Sur la réforme des statuts, la négociation ne sera pas facile. Les dirigeants socialistes conservent tous un cuisant souvenir du déroulement du congrès de Reims. Reste qu’une véritable réforme constitutionnelle au sein du PS apparaît très complexe. Comment introduire une part de scrutin majoritaire dans la sacro-sainte règle de la proportionnelle intégrale ? Les courants les plus anciens et les plus structurés (les « gauches » du parti ou les fabiusiens) vont forcément tiquer. Comment éviter que la prochaine fois le vote des motions et l’élection du premier secrétaire au suffrage universel (que tout le monde, apparemment, souhaite conserver) n’entrent encore en conflit ? L’une des pistes évoquées consisterait à ce que l’élection du premier secrétaire mette aux prises les têtes de liste des deux motions arrivées en tête.

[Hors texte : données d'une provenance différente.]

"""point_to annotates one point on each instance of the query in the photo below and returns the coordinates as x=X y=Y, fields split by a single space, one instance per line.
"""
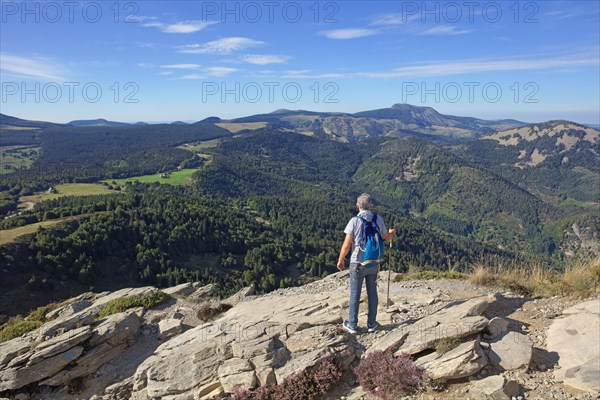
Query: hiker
x=364 y=233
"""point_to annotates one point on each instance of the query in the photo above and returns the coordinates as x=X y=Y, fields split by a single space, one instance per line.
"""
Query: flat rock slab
x=511 y=351
x=453 y=321
x=575 y=337
x=494 y=388
x=465 y=360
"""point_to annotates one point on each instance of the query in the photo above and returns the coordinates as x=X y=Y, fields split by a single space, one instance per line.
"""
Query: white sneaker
x=347 y=327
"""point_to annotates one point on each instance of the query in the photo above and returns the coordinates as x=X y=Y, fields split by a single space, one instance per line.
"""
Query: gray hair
x=364 y=201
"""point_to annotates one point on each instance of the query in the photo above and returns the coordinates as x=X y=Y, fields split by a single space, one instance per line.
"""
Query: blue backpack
x=371 y=243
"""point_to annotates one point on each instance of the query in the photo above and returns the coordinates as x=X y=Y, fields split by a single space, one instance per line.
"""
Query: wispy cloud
x=221 y=46
x=192 y=77
x=32 y=68
x=208 y=72
x=181 y=66
x=392 y=19
x=257 y=59
x=348 y=33
x=450 y=68
x=219 y=71
x=445 y=30
x=178 y=27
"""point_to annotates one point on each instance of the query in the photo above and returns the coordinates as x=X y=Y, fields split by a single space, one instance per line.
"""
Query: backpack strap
x=374 y=222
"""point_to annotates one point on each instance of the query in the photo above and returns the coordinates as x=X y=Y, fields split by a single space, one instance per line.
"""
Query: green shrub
x=308 y=384
x=388 y=377
x=447 y=344
x=17 y=327
x=208 y=312
x=148 y=300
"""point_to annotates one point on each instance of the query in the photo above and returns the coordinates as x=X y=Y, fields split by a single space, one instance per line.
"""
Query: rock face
x=575 y=337
x=168 y=353
x=494 y=388
x=455 y=321
x=512 y=350
x=465 y=360
x=254 y=342
x=74 y=340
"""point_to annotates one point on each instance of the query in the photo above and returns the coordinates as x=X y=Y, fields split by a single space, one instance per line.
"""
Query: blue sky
x=187 y=60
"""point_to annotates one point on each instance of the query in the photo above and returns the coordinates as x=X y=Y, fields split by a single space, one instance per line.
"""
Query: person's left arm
x=386 y=234
x=344 y=251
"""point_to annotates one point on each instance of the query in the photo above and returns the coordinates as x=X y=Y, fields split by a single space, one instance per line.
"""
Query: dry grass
x=579 y=279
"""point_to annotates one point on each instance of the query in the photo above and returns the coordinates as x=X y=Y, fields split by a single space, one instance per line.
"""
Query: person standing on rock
x=361 y=269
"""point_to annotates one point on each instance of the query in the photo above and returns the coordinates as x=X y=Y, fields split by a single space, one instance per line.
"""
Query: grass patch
x=16 y=327
x=12 y=158
x=579 y=279
x=69 y=189
x=198 y=147
x=182 y=177
x=147 y=301
x=446 y=344
x=209 y=312
x=9 y=235
x=415 y=273
x=19 y=326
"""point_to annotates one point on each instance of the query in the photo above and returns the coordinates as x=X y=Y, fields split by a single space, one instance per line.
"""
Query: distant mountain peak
x=281 y=111
x=96 y=122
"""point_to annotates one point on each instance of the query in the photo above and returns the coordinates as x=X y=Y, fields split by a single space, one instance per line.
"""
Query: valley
x=267 y=206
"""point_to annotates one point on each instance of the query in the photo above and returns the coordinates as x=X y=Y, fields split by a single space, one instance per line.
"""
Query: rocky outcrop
x=512 y=350
x=575 y=337
x=465 y=360
x=75 y=344
x=494 y=388
x=168 y=353
x=454 y=321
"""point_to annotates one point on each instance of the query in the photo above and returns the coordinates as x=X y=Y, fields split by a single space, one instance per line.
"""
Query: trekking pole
x=387 y=301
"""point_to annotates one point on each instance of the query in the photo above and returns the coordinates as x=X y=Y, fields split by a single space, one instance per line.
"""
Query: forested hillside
x=268 y=207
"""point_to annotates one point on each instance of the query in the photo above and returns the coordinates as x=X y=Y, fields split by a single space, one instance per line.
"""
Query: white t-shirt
x=354 y=228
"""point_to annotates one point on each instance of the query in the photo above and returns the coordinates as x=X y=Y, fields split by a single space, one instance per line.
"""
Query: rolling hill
x=12 y=123
x=97 y=122
x=400 y=120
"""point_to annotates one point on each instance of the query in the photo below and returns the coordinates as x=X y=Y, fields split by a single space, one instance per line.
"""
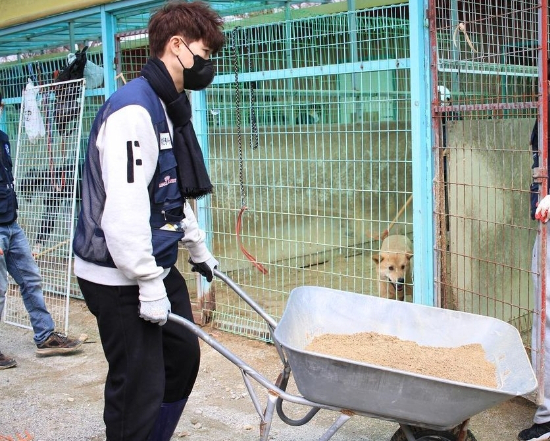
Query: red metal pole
x=543 y=174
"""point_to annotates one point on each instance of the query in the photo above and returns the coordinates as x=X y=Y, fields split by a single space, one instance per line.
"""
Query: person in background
x=540 y=430
x=16 y=259
x=143 y=164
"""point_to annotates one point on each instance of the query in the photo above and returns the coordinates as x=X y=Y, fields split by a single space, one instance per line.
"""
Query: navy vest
x=165 y=198
x=8 y=199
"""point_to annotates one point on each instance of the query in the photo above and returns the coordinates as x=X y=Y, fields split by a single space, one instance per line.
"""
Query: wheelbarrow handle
x=229 y=282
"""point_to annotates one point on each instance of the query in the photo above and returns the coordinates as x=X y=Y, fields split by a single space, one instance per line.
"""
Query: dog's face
x=393 y=267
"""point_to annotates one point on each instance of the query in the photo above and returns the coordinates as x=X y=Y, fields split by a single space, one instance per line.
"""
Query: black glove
x=205 y=269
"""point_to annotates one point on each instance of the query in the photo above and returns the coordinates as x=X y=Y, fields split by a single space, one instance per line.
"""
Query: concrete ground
x=61 y=398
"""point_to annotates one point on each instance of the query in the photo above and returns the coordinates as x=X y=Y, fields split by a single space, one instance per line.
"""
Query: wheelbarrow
x=426 y=408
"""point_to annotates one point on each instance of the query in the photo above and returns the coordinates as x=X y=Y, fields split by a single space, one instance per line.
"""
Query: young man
x=143 y=163
x=540 y=430
x=16 y=258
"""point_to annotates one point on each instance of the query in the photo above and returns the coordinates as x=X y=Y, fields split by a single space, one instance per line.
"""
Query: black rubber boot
x=167 y=420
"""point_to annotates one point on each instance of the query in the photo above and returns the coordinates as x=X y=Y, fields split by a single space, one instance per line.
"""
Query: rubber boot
x=167 y=420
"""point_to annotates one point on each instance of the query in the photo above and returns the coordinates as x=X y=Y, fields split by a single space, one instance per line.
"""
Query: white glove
x=155 y=311
x=194 y=238
x=543 y=209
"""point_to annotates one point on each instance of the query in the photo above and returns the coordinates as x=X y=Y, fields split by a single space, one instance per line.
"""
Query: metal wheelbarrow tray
x=389 y=393
x=426 y=408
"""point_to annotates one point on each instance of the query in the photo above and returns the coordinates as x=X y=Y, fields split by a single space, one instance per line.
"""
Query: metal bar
x=422 y=167
x=330 y=69
x=487 y=106
x=543 y=149
x=108 y=27
x=199 y=114
x=342 y=419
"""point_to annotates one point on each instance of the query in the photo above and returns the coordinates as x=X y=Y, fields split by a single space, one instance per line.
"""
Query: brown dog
x=393 y=267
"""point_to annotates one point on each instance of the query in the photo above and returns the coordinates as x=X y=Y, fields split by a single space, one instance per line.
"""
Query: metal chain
x=238 y=115
x=254 y=137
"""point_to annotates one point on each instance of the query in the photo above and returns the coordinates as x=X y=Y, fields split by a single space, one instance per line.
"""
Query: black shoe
x=6 y=362
x=57 y=344
x=537 y=432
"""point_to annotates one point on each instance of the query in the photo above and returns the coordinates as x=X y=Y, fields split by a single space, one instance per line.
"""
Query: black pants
x=148 y=364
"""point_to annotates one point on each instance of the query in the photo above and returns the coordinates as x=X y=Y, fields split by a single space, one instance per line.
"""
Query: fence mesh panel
x=484 y=110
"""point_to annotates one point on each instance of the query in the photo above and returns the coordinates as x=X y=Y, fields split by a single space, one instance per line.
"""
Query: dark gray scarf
x=193 y=178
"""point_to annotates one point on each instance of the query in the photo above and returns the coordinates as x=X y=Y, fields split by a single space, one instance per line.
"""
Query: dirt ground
x=60 y=398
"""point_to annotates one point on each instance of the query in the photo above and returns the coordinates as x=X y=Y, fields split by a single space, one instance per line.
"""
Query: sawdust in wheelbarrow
x=466 y=364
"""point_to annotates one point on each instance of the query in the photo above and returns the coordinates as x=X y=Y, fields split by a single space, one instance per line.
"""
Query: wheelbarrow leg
x=407 y=431
x=265 y=424
x=342 y=419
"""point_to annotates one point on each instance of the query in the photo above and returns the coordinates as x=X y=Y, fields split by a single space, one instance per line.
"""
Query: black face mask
x=200 y=75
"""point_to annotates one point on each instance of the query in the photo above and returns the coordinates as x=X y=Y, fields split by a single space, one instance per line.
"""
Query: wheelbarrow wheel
x=421 y=434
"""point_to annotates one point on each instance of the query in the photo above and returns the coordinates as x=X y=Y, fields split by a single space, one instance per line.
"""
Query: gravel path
x=60 y=398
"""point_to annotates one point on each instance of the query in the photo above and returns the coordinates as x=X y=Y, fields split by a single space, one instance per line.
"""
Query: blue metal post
x=108 y=30
x=423 y=164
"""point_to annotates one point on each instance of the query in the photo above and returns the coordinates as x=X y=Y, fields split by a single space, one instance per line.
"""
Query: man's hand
x=155 y=311
x=543 y=209
x=205 y=269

Mais c’est sur le dossier des primaires que les enjeux s’annoncent les plus lourds. Il n’est pas sûr que les socialistes – dirigeants compris – aient tous pris conscience de l’effet « structurant » d’une réforme qui consiste à demander aux électeurs de désigner eux-mêmes le leader du PS. Voici, pour résumer, quelques questions qu’il va bien falloir régler.
- Le corps électoral.
Il faudra disposer des listes électorales afin de vérifier les
inscriptions – c’est tout à fait faisable et légal, assure Olivier
Ferrand, le président de Terra Nova – et dresser plusieurs dizaines de
milliers de bureaux de vote pour deux tours. Si l’on veut que la
consultation soit un large succès il faudra que les électeurs aient la
possibilité de se pré-inscrire mais aussi de venir s’inscrire au
dernier moment, le jour-J, afin de voter. Du reste, l’organisation des
primaires exige, assurent ses promoteurs, que plusieurs dizaines de
milliers (jusqu’à 50 000) bureaux de vote soient dressés. Les militants
socialsites y suffiront-ils ?
- La sélection. Qui pourra être candidat aux primaires
? La règle de 2006 (15% des membres du Conseil national) paraît trop
restrictive. Il n’est pas sûr, par exemple, que Pierre Moscovici ou
Manuel Valls pourraient, dans ce cas, figurer parmi les candidats. Ce
qui poserait quant même un problème.
- Le projet.
Elire un candidat, ce n’est pas seulement choisir une personnalité,
c’est se prononcer sur un projet et même un programme. Quid, dés lors,
du projet du PS ? Un exemple au hasard : si Ségolène Royal était
choisie, c’est sa position sur la taxe carbone et non celle du PS qui
serait choisie.
- Le calendrier. Là aussi, il faut s’attendre à
quelques bras de fer. Ségolène Royal, Bertrand Delanoë, François
Hollande et les quadras veulent que l’on fasse au plus vite. C’est à
dire que tout soit bouclé mi-2011. Les partisans des outsiders Laurent
Fabius et DSK chercheront, au contraire, à retarder l’échéance à la fin
2011.
Les choses sérieuses ne devraient sans doute vraiment
commencer qu’après les régionales. Mais cela n’exclut pas que d’ici là,
on assiste à quelques passes d’armes. Voire quelques bourre-pif.